Neither Mrs. Stevens’ assignment to her mother of her interest in her father’s estate, nor her written declinature of any interest therein, removes the bar of the statute, since CLS 1961, § 600.2160 subd (4) (Stat Ann 1962 Rev § 27A.2160 subd [4]) provides:.
*576 “Whenever the words ‘the opposite party’ occur in this section they shall be deemed to include the assignors or assignees of the claim or any part thereof in controversy.”
Plaintiff’s counsel diligently queried the court as to the precise reason for refusing to admit Brenda’s testimony as follows:
“Your Honor, may the record clearly show the court has forbidden Brenda Stevens [nee Mitrage] from testifying because — does the court say she can’t testify because of the failure of the assignment or because she is an heir or what does the court—
“The Court: Because of the statute. * * * Frankly, I hope you are in a mood to test this out, because I think it’s an unfair law, but I think it’s the law.”
By no stretch of judicial interpretation could we possibly. construe the statute in question to allow Brenda’s “disclaimer” or assignment to remove her disability to testify to the matters equally within the knowledge of the deceased agent.

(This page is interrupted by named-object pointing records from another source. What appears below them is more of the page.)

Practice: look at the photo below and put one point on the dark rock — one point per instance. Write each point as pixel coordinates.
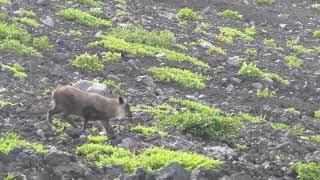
(173, 171)
(73, 132)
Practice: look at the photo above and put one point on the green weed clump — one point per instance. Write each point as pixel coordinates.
(217, 50)
(184, 77)
(293, 61)
(88, 62)
(188, 15)
(84, 18)
(117, 44)
(147, 131)
(164, 39)
(153, 158)
(230, 14)
(14, 46)
(265, 2)
(229, 33)
(307, 171)
(294, 45)
(16, 68)
(10, 140)
(198, 119)
(29, 22)
(316, 33)
(265, 93)
(42, 43)
(296, 129)
(112, 57)
(97, 139)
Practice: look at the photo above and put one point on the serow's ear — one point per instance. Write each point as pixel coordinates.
(121, 100)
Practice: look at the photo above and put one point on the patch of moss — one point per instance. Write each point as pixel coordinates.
(10, 140)
(14, 46)
(184, 77)
(84, 18)
(87, 61)
(230, 14)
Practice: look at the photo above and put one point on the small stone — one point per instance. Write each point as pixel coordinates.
(257, 85)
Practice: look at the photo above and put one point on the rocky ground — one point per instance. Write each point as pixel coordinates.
(270, 151)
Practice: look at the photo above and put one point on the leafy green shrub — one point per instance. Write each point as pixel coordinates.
(84, 18)
(266, 2)
(230, 14)
(10, 140)
(199, 120)
(117, 44)
(153, 158)
(216, 50)
(16, 68)
(29, 22)
(316, 33)
(296, 129)
(11, 31)
(293, 61)
(147, 131)
(307, 171)
(42, 43)
(97, 139)
(188, 15)
(251, 52)
(88, 62)
(163, 39)
(112, 57)
(265, 93)
(14, 46)
(184, 77)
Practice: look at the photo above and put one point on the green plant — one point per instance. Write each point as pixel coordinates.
(112, 57)
(88, 2)
(188, 15)
(251, 52)
(293, 61)
(29, 22)
(216, 50)
(314, 138)
(75, 33)
(97, 139)
(316, 33)
(147, 131)
(294, 45)
(184, 77)
(163, 39)
(266, 2)
(307, 171)
(42, 43)
(10, 176)
(88, 62)
(116, 44)
(84, 18)
(296, 129)
(198, 119)
(10, 140)
(6, 103)
(16, 68)
(230, 14)
(317, 114)
(265, 93)
(14, 46)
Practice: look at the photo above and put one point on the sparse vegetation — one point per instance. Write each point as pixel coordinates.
(184, 77)
(230, 14)
(293, 61)
(87, 61)
(10, 140)
(83, 18)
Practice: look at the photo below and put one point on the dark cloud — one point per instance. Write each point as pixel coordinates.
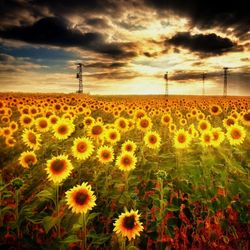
(206, 14)
(208, 44)
(57, 31)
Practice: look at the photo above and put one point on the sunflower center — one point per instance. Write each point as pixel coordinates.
(129, 222)
(152, 139)
(246, 117)
(58, 166)
(181, 138)
(27, 120)
(81, 197)
(62, 129)
(236, 134)
(126, 161)
(96, 130)
(144, 123)
(32, 138)
(43, 124)
(230, 122)
(81, 147)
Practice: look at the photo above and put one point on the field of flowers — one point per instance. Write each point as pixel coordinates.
(84, 172)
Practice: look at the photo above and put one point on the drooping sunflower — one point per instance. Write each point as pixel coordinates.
(31, 139)
(42, 124)
(26, 121)
(80, 198)
(128, 224)
(112, 135)
(144, 124)
(27, 158)
(126, 161)
(63, 129)
(105, 154)
(181, 139)
(129, 146)
(236, 134)
(82, 148)
(58, 168)
(152, 140)
(218, 136)
(96, 131)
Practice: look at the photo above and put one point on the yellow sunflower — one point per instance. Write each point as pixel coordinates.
(63, 129)
(42, 124)
(27, 159)
(182, 139)
(128, 224)
(152, 140)
(112, 135)
(82, 148)
(129, 146)
(31, 139)
(80, 198)
(105, 154)
(236, 134)
(58, 168)
(126, 161)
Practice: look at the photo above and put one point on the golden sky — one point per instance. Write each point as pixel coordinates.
(126, 46)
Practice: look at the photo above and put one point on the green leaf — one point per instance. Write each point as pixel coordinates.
(70, 239)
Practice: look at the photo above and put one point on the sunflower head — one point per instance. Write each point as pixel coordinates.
(80, 198)
(128, 224)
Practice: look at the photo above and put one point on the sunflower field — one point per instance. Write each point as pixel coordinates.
(125, 172)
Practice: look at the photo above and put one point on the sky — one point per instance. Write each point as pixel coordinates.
(126, 46)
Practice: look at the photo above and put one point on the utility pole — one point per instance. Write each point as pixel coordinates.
(203, 82)
(225, 80)
(79, 76)
(166, 86)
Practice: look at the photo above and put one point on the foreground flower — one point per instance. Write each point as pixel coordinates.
(80, 198)
(152, 140)
(236, 134)
(82, 148)
(126, 161)
(27, 158)
(128, 224)
(59, 168)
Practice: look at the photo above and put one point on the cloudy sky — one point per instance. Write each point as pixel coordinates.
(126, 46)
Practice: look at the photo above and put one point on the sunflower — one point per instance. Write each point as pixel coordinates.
(82, 148)
(128, 224)
(152, 140)
(181, 139)
(126, 161)
(112, 135)
(42, 124)
(27, 158)
(26, 120)
(206, 138)
(10, 141)
(105, 154)
(96, 131)
(121, 124)
(58, 168)
(245, 118)
(144, 124)
(63, 129)
(80, 198)
(218, 136)
(236, 134)
(128, 146)
(203, 125)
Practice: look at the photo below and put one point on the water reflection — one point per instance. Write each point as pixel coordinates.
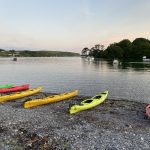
(128, 80)
(107, 64)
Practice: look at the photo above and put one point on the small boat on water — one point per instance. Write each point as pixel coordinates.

Whatever our view as to whether the statute in this case promoted justice or defeated it, we are bound, as was the trial court, by the clear wording of the act. Brenda, by operation of law or as the trial court said “because of the statute” was an opposite party as regards an action being prosecuted by her father’s estate, and an action being defended by the corporation (defendant).
Indicative of the intent of the statute is the amendment including the phrase “assignor and assignee of the claim” which was added by PA 1885, No 139. The amendment was construed in Stackable v. Estate of Stackable, 65 Mich 515, 518:
“The object of the amendment evidently was to prevent the common practice of a claimant against*577 an estate assigning Ms claim to another, and thereby becoming eligible as a witness, and defeating the spirit and intent of the statute as it stood before such amendment.”
It was no more effective for Brenda to attempt to assign or “disclaim” her interest in the estate to effectuate the unpermitted purpose than to assign a claim, or part thereof, she might have had against it.
We agree also with the trial court in his allowance of Brenda’s husband to testify as to the representations the deceased agent made to him. However, the fact that the husband testified that the policies were identical, could not of course establish that the agent’s representations to the deceased were identical.
The wisdom of the statute has been the subject of much controversy in legal periodicals, and we are aware of them. We recognize that in the instant case there is a question whether the result we necessarily reached is the result which we should like to have reached. It is, however, the only result we could reach within the proscription of the statute and the settled interpretation thereof. The judgment of no cause of action is affirmed. Costs to the appellee.